Roma – La storia dell’umanità ci racconta che l’uomo è nato come animale onnivoro, solo dopo è diventato carnivoro, rimanendo tale per milioni di anni. Oggi sappiamo che il consumo di alimenti di origine animale è stato fondamentale per l’evoluzione encefalica degli ominidi, oggi dei bambini.

Durante la seconda guerra mondiale e nel primo dopoguerra avere una bistecca in tavola per molte famiglie era quasi un miraggio. Oggi è tra gli alimenti più consumati al mondo ma uno studio ha dimostrato come una sua minore produzione darebbe benefici all’ambiente e alla terra.

Infatti, secondo la rivista Plos Climate (Public library of science, un progetto editoriale per pubblicazione scientifiche con revisione paritaria), la sospensione degli allevamenti di animali avrebbe degli effetti benefici su tutto il Pianeta.

I ricercatori delle Università di Stanford e di Berkley, California USA, hanno studiato a fondo l’impatto sul Pianeta di una minore o nulla produzione di carne.
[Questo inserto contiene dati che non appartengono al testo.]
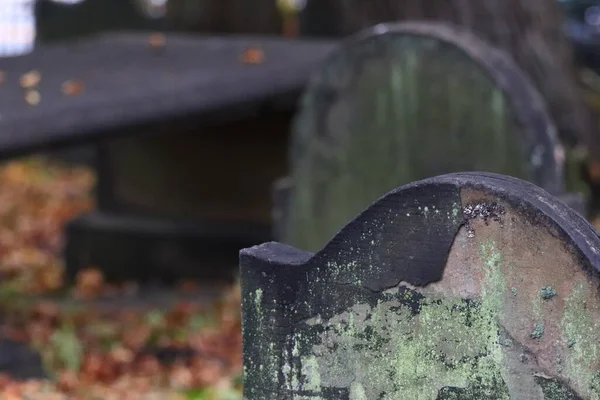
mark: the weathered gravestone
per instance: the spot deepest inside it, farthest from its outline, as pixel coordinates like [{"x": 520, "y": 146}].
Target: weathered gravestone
[
  {"x": 403, "y": 102},
  {"x": 191, "y": 132},
  {"x": 463, "y": 286}
]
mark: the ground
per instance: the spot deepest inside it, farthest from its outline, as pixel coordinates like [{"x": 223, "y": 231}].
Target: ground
[{"x": 92, "y": 348}]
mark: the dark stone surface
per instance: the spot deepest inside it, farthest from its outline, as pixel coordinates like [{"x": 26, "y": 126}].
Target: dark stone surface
[
  {"x": 460, "y": 288},
  {"x": 19, "y": 361},
  {"x": 402, "y": 102}
]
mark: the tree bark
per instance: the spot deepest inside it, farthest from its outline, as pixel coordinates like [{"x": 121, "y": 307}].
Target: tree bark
[
  {"x": 225, "y": 16},
  {"x": 531, "y": 31}
]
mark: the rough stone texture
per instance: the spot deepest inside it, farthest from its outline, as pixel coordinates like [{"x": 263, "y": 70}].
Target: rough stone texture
[
  {"x": 530, "y": 31},
  {"x": 404, "y": 102},
  {"x": 464, "y": 286}
]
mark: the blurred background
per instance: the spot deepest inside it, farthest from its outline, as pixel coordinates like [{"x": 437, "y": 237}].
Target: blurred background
[{"x": 143, "y": 143}]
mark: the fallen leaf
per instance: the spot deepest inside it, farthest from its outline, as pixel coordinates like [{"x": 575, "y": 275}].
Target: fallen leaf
[
  {"x": 89, "y": 283},
  {"x": 157, "y": 40},
  {"x": 72, "y": 87}
]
Attraverso modelli climatici, sono stati stimati gli effetti delle emissioni legate agli allevamenti di bestiame.

Ad esempio un’interruzione di quest’attività significherebbe un decremento delle emissioni di metano e di protossido di azoto. Inoltre ridurre la produzione di carne potrebbe riconvertire gli 800 miliardi di tonnellate di anidride carbonica in boschi e foreste.

Secondo gli autori dello studio grazie ad un modello di questo tipo, le emissioni di anidride carbonica dovrebbero ridursi ogni anno del 68%. E siccome gli USA sono la patria del business hanno immediatamente drizzato le orecchie le aziende americane di prodotti alternativi alla carne, come soja e vegetali.
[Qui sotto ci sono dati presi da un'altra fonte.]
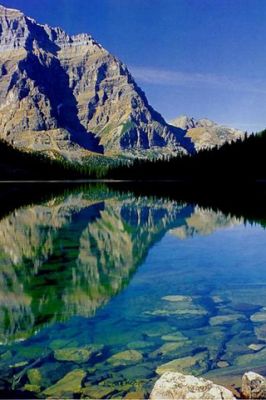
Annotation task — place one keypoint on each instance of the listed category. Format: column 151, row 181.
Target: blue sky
column 203, row 58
I più ottimisti sono del parere che anidride carbonica, metano e protossido di azoto potrebbero essere annullati del tutto, qualora si decidesse di eliminare gli allevamenti di bestiame.

E’ senz’altro vero che il consumatore, soprattutto nell’ultimo decennio, ha preso coscienza di questo fenomeno e dei danni che provoca sia alla salute individuale che all’ambiente in generale. Sono aumentate, quindi, le richieste di prodotti alimentari vegetali o alternativi alla carne.

Tuttavia poiché il modo di produzione è sempre lo stesso, ovvero quello capitalistico che negli ultimi tempi è diventato sempre più intensivo e rapido, fermo restando il profitto, si corre il rischio di trasferire gli stessi meccanismi di prima alla mutata realtà.

Se cambiamento dev’essere questo dovrà essere radicale e partire da un concetto di economia più slow, più attenta alle relazioni tra le persone e le comunità in cui vivono e di mirare oltre al Pil (Prodotto interno lordo) anche al Bil (Benessere interno lordo). Come è altrettanto vero che non bisogna fare di tutta l’erba un fascio, come si dice in questi casi. Nel senso che non tutti gli allevamenti, anche quelli ad alta produzione di bestiame, sono da considerare in modo negativo.

Le maggiori responsabilità sono delle aziende in cui la vita degli animali non è naturale, quando c’è costrizione in ambienti angusti, ristretti e insufficienti alle necessità di base, come il mancato rispetto dell’igiene. Tant’è vero che altrettanto dannoso è l’inquinamento provocato dai liquami del bestiame, ricchi di azoto e fosforo, che produce affetti nocivi all’ambiente. Urge un cambio di rotta, altrimenti futuro diventa una parola grossa.